Socialists to reduce parliamentary activity till election
The opposition Socialist Party (MSZP) on Wednesday said it would cut back on its parliamentary activity until next year’s general election.
Speaking at a press conference, Socialist group leader Bertalan Tóth said his party would not initiate parliamentary debate sessions, turn to the president or the Constitutional Court and would even boycott five-party talks between now and the election.
Explaining the reason for his party’s decision not to turn to the top court from now on, Tóth said that the body had been “filled with Fidesz-affiliated” judges “with the help of the extremely anti-establishment LMP”. He said his party had submitted 14 motions to the court since the spring of 2015, none of which had been ruled on.
“The Constitutional Court is deliberately stalling,” Tóth insisted.
As regards their decision not to appeal to the president, Tóth said President János Áder was “a servant of [ruling] Fidesz” who he said overlooked corruption cases and “signs indefensible laws”.

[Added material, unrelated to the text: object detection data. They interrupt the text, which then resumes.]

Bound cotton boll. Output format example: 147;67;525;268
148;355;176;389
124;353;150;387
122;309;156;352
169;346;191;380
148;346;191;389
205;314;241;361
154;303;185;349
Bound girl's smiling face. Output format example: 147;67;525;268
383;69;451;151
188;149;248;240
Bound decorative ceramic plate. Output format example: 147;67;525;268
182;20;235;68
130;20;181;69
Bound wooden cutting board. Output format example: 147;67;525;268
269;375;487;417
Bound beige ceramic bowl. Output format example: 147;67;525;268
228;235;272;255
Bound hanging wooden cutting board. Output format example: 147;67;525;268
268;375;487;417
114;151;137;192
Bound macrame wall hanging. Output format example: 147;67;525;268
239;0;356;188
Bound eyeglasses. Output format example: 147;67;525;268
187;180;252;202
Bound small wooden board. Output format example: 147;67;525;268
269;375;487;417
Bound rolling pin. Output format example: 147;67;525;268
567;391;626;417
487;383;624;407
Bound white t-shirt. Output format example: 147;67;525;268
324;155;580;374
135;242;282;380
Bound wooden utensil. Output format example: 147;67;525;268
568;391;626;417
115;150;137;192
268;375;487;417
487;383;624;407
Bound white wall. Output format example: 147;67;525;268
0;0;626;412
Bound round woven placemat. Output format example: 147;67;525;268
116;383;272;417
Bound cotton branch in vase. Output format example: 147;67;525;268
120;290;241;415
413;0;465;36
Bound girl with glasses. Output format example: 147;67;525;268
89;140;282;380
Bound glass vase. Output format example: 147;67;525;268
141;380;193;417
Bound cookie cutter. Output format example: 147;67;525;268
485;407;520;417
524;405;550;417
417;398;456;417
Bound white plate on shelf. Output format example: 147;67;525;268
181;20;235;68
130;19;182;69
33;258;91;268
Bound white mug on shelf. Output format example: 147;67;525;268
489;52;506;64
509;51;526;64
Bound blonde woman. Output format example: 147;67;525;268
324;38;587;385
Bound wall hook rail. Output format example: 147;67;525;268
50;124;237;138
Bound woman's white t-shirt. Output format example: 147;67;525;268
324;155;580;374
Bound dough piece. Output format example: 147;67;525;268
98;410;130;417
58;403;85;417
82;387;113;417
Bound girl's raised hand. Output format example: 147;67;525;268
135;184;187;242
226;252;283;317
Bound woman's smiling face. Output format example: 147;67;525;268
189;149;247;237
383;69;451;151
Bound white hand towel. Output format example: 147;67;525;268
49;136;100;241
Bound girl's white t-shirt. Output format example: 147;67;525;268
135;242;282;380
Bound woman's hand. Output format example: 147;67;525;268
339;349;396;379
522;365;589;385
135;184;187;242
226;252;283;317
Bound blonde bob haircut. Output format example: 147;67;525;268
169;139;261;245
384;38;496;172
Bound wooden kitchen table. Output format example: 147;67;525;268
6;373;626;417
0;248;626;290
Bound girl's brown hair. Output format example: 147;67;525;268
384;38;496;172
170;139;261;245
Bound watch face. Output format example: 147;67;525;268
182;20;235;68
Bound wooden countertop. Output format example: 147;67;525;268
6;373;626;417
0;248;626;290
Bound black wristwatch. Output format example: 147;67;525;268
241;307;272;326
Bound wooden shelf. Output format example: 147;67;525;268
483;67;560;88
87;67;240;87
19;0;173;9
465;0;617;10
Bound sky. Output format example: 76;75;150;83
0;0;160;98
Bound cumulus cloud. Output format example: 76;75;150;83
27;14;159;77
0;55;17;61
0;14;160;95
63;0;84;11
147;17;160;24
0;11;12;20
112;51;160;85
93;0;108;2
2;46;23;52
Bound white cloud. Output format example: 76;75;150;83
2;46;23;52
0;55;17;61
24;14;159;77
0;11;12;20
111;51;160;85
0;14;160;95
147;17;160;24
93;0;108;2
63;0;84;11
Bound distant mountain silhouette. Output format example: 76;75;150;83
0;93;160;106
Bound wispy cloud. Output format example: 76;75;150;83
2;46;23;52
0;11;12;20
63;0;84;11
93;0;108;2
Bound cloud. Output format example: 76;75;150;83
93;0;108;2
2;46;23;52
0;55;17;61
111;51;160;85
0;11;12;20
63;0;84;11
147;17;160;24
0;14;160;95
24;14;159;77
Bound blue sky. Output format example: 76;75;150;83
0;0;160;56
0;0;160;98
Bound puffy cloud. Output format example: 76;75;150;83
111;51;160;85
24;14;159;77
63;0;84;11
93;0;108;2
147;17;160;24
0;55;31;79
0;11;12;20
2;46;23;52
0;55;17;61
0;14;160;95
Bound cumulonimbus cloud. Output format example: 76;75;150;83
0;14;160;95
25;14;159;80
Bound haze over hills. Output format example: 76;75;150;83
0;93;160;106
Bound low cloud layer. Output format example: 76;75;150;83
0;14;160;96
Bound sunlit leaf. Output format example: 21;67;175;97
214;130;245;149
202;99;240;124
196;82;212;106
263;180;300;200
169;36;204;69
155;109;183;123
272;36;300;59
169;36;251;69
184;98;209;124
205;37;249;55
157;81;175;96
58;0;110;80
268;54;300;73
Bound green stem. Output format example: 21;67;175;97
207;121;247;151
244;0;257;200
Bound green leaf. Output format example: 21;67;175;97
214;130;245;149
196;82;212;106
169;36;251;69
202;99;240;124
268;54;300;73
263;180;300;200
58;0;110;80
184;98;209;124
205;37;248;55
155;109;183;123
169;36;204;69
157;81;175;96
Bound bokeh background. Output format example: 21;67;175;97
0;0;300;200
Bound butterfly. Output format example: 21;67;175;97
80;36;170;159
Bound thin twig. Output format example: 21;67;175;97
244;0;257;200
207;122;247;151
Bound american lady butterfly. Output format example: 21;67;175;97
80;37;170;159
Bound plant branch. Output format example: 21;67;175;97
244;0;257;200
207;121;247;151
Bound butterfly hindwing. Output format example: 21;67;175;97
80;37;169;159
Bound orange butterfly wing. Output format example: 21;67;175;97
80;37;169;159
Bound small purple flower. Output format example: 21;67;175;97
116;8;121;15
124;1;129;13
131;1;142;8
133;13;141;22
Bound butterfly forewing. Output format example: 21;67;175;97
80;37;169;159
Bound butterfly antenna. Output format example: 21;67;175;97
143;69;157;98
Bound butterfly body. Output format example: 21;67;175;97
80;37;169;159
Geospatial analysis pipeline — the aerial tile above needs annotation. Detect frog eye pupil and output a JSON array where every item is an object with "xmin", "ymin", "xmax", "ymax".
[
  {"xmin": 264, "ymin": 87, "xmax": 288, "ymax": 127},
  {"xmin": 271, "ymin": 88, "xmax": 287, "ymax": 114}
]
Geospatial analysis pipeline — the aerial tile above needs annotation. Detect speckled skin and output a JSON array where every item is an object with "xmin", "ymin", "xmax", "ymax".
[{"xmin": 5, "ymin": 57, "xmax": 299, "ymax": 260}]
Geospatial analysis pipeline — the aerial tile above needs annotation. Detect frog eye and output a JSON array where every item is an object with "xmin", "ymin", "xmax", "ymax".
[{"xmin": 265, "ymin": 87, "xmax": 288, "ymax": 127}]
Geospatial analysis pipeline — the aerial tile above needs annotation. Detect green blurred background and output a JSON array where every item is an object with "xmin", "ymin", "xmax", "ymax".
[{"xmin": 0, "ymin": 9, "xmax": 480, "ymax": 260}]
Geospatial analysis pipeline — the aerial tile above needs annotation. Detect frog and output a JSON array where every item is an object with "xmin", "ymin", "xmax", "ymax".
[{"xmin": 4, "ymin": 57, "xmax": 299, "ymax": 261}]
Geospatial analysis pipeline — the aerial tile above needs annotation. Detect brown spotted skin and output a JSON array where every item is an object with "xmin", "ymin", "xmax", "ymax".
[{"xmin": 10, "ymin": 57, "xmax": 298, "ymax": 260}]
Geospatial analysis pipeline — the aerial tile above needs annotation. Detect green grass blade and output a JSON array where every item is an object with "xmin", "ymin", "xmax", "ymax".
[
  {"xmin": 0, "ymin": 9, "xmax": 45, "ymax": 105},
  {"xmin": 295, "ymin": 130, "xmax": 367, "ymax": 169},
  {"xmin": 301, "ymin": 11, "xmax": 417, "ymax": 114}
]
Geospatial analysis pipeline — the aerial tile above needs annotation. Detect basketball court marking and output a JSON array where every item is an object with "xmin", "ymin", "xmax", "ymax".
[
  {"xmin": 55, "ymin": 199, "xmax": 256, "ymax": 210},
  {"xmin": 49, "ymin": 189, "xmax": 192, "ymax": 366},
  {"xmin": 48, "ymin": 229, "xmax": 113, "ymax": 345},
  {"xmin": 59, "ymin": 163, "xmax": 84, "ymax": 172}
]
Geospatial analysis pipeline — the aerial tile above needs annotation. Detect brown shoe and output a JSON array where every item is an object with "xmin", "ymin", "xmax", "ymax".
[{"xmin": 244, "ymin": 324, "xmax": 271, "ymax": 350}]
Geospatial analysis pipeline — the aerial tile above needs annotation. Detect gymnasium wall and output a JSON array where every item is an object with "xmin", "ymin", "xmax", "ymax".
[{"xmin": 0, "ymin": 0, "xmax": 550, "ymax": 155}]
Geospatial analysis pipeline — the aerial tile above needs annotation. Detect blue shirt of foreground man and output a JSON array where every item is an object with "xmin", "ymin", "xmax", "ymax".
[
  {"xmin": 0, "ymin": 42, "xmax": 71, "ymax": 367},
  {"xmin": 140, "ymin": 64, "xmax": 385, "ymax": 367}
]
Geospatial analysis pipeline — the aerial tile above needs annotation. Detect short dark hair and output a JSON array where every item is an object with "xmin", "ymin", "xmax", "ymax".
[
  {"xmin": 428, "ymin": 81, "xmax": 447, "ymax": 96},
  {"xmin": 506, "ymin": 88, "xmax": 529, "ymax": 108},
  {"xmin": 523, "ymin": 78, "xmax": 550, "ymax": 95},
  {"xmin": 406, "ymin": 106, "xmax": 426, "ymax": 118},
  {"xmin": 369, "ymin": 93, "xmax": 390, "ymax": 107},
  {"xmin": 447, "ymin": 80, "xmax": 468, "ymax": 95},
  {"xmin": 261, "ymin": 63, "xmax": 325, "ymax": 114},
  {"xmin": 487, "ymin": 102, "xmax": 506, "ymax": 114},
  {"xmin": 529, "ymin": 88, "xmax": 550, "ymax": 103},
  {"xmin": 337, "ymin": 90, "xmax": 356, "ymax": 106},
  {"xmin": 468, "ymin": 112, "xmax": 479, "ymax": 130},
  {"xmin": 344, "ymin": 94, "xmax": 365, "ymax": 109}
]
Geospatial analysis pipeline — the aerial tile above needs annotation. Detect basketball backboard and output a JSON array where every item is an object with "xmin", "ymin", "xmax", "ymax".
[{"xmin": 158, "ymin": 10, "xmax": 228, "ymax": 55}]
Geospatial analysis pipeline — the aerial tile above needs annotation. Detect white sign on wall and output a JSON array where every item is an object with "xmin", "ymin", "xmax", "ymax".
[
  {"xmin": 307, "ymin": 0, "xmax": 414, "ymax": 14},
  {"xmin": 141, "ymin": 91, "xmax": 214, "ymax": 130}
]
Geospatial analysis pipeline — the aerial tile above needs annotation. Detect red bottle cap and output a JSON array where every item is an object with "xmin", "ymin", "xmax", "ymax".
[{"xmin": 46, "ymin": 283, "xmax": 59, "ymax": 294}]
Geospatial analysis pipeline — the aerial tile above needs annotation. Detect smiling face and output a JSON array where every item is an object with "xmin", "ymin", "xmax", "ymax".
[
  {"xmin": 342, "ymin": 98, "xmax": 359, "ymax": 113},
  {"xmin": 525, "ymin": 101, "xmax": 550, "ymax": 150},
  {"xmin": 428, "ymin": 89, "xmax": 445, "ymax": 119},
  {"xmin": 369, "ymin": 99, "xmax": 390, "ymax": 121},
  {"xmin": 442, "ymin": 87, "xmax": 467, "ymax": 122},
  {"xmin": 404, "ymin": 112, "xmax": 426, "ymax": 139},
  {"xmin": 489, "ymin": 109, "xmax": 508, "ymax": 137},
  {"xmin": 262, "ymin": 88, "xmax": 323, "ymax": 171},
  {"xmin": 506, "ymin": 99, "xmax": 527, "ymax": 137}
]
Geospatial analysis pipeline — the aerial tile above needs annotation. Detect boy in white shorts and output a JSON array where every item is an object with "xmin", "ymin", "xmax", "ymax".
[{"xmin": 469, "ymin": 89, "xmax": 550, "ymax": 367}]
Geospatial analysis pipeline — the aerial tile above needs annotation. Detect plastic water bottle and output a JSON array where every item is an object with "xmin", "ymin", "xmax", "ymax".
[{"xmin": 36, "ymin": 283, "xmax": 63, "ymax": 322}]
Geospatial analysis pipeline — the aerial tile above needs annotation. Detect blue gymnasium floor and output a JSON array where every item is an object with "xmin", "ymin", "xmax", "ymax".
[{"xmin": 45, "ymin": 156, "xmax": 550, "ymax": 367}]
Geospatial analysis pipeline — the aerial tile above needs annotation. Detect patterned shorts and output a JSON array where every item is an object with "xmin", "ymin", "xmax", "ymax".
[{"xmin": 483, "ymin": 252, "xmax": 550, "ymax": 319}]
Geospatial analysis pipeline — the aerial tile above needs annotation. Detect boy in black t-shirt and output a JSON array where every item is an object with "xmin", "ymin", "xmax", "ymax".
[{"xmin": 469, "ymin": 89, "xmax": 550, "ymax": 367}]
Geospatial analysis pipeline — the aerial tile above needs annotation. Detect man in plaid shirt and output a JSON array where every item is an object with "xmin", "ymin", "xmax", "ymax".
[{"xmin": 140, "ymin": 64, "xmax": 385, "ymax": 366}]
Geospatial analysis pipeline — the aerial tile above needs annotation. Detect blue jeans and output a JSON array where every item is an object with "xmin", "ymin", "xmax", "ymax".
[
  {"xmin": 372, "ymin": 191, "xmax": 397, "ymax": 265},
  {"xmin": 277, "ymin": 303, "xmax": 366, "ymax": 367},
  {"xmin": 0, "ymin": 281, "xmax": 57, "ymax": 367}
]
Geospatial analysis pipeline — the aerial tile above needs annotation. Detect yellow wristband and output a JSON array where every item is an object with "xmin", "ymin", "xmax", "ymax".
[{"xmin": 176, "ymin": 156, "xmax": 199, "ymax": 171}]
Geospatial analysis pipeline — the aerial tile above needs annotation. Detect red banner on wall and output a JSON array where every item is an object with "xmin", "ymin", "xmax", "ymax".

Concerning parliamentary debate sessions, he said
the institution had been watered down by Fidesz, adding that it was “pointless” to have “democratic opposition” parties debating each other.
Regarding their decision to boycott five-party talks, Tóth said talks initiated by Fidesz were nothing more than “shows” while those initiated by the opposition were a waste of time.
Beyond its limited parliamentary activity, the party intends to hold “partial national assemblies” outside parliament to which it will invite representatives of local NGOs and intellectuals, Tóth said. The first of these will be held in Eger, in northern Hungary, on Thursday and will focus on the state of pensioners, he said.
Opposition Jobbik said in reaction that by refusing to contribute to opposition motions,
the Socialist Party had “betrayed” the goal to oust the government and “sold out” left-wing voters.
Speaking at a press conference, Jobbik group leader János Volner accused the Socialists of deliberately trying to weaken the role of the opposition. All of this will “drastically limit” the opposition’s room of manoeuvre, he said, adding that by refusing to support opposition motions in the future, the Socialist Party had “sided with [Prime Minister] Viktor Orbán”.
Green opposition LMP said
troubled forex loan holders would pay the price of the Socialists’ decision not to support parliamentary debate sessions.
LMP spokesman Máté Kanász-Nagy told a press conference that his party had initiated a parliamentary debate on the state of forex loan holders because it wants to make sure that “no one ends up on the street because of the government’s incompetence”. An important part of this is drawing attention “to the government’s failures” in parliament, “but the Socialists have now said no to this”, Kanász-Nagy said.
As we wrote, László Botka has resigned as the Socialist Party’s candidate for prime minister. At the same time, István Ujhelyi has resigned as the Socialist Party’s deputy leader.